Una grandissima possibilità. La mia vita comincia a cambiare dall’Umbria, con Don Matteo. La tv ti può stravolgere l’esistenza ma non ne devi fare il tuo dio. Ricordo che dopo le prime puntate di Don Matteo mi ritrovavo gente ad attendermi fuori dal camerino. Se pensi che solo la tv sia la tua felicità rischi, invece è una cosa che ti devi saper godere nella giusta misura. E poi c’è anche un’altra cosa per me è importantissima e che può piacere o no, ma se ti vedono in televisione poi vengono anche a teatro. In questo Paese bisogna che la gente vada a teatro e noi ce la dobbiamo far avvicinare.
– La scrittura?
Ho sempre scritto fin da ragazzino, in realtà; poi mettevo tutto dentro il cassetto. Avendo la casa piena di libri ho sempre avuto da una lato molto rispetto della letteratura e dei suoi autori, dall’altra una vera passione. Io in valigia ho più libri che camicie. Quando è morto papà, ho tirato fuori dal cassetto ciò che avevo scritto.

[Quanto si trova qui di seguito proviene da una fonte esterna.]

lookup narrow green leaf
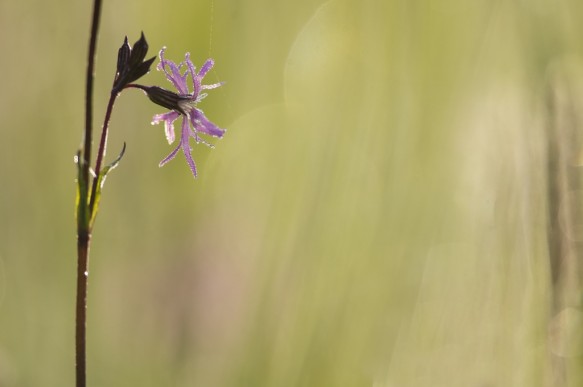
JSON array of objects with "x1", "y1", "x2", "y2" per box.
[
  {"x1": 75, "y1": 150, "x2": 89, "y2": 230},
  {"x1": 89, "y1": 142, "x2": 126, "y2": 227}
]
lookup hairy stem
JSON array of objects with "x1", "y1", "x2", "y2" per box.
[
  {"x1": 75, "y1": 232, "x2": 91, "y2": 387},
  {"x1": 75, "y1": 0, "x2": 101, "y2": 387}
]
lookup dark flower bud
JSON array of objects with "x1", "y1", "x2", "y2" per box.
[
  {"x1": 129, "y1": 32, "x2": 148, "y2": 67},
  {"x1": 144, "y1": 86, "x2": 192, "y2": 114},
  {"x1": 112, "y1": 32, "x2": 156, "y2": 93},
  {"x1": 117, "y1": 36, "x2": 132, "y2": 73}
]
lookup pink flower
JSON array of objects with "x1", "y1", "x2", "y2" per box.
[{"x1": 146, "y1": 47, "x2": 226, "y2": 177}]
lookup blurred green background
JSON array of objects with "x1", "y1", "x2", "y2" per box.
[{"x1": 0, "y1": 0, "x2": 583, "y2": 387}]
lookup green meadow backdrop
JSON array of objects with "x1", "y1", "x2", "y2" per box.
[{"x1": 0, "y1": 0, "x2": 583, "y2": 387}]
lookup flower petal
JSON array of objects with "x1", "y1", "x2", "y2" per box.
[
  {"x1": 180, "y1": 117, "x2": 196, "y2": 177},
  {"x1": 158, "y1": 144, "x2": 181, "y2": 167},
  {"x1": 152, "y1": 110, "x2": 180, "y2": 144},
  {"x1": 190, "y1": 108, "x2": 226, "y2": 138},
  {"x1": 198, "y1": 59, "x2": 215, "y2": 79},
  {"x1": 156, "y1": 47, "x2": 188, "y2": 94}
]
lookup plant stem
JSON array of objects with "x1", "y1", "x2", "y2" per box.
[
  {"x1": 75, "y1": 232, "x2": 91, "y2": 387},
  {"x1": 75, "y1": 0, "x2": 101, "y2": 387}
]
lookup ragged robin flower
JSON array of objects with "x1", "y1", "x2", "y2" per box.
[{"x1": 140, "y1": 47, "x2": 226, "y2": 177}]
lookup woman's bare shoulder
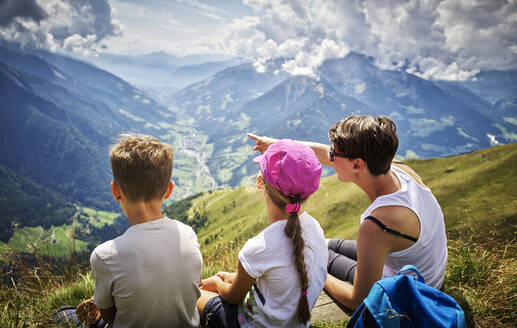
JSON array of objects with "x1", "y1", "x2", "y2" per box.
[{"x1": 393, "y1": 162, "x2": 428, "y2": 188}]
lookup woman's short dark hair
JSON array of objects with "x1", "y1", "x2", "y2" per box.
[{"x1": 329, "y1": 116, "x2": 399, "y2": 175}]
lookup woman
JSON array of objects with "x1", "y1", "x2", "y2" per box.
[{"x1": 197, "y1": 140, "x2": 328, "y2": 327}]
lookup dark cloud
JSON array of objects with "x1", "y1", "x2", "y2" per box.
[{"x1": 0, "y1": 0, "x2": 48, "y2": 26}]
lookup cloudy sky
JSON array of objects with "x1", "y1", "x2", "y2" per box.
[{"x1": 0, "y1": 0, "x2": 517, "y2": 80}]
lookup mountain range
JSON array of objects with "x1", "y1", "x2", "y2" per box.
[{"x1": 171, "y1": 53, "x2": 517, "y2": 186}]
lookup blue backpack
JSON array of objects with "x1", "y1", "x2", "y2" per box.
[{"x1": 347, "y1": 265, "x2": 467, "y2": 328}]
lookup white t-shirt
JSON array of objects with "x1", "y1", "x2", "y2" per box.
[
  {"x1": 239, "y1": 212, "x2": 328, "y2": 327},
  {"x1": 361, "y1": 165, "x2": 447, "y2": 289},
  {"x1": 90, "y1": 217, "x2": 203, "y2": 327}
]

Non ho solo risistemato il tutto, ci ho aggiunto delle cose anche dell’ultimo periodo, tremendo, della malattia infinita di mio padre, straziante, e così è cominciato. Scrivere significa poter andare dove vuoi, viaggiare, creare, sono ore che passi con grande intensità anche fisica e provi un grandissimo senso di libertà.
– Il cinema?
Premetto che ne ho fatto poco ma ho avuto la fortuna di incontrare una persona che è proprio nel cuore e lo sarà per sempre che è Diego Abatantuono.
Mi piace poi ricordare, perché per me è stato un maestro, anche Enrico Oldoini, che è scomparso qualche tempo fa, perché mi volle in un suo film con l’immenso Paolo Villaggio. Del cinema penso che ti sceglie, nel senso che non mi sono mai più di tanto affannato a cercare o fare provini perché ho sempre pensato di non essere in grado; e penso che se qualcuno si giustifica dicendo “il cinema non mi ha capito” mi spiace per loro, ma tendo a pensare che piuttosto è il cinema che non ti ha preso.
– Il teatro?
Un mare aperto.
– Chiudiamo con il suo rapporto con l’Umbria?
Gubbio per me è come Italica e io Ulisse che torna a Itaca.
Se mi dici Perugia, non vedo l’ora di essersi, perché pure lì più volte abbiamo girato scene di Don Matteo. E se mi dici Umbria in generale, penso alle cose che avevo, alla mia famiglia, a come stavamo bene.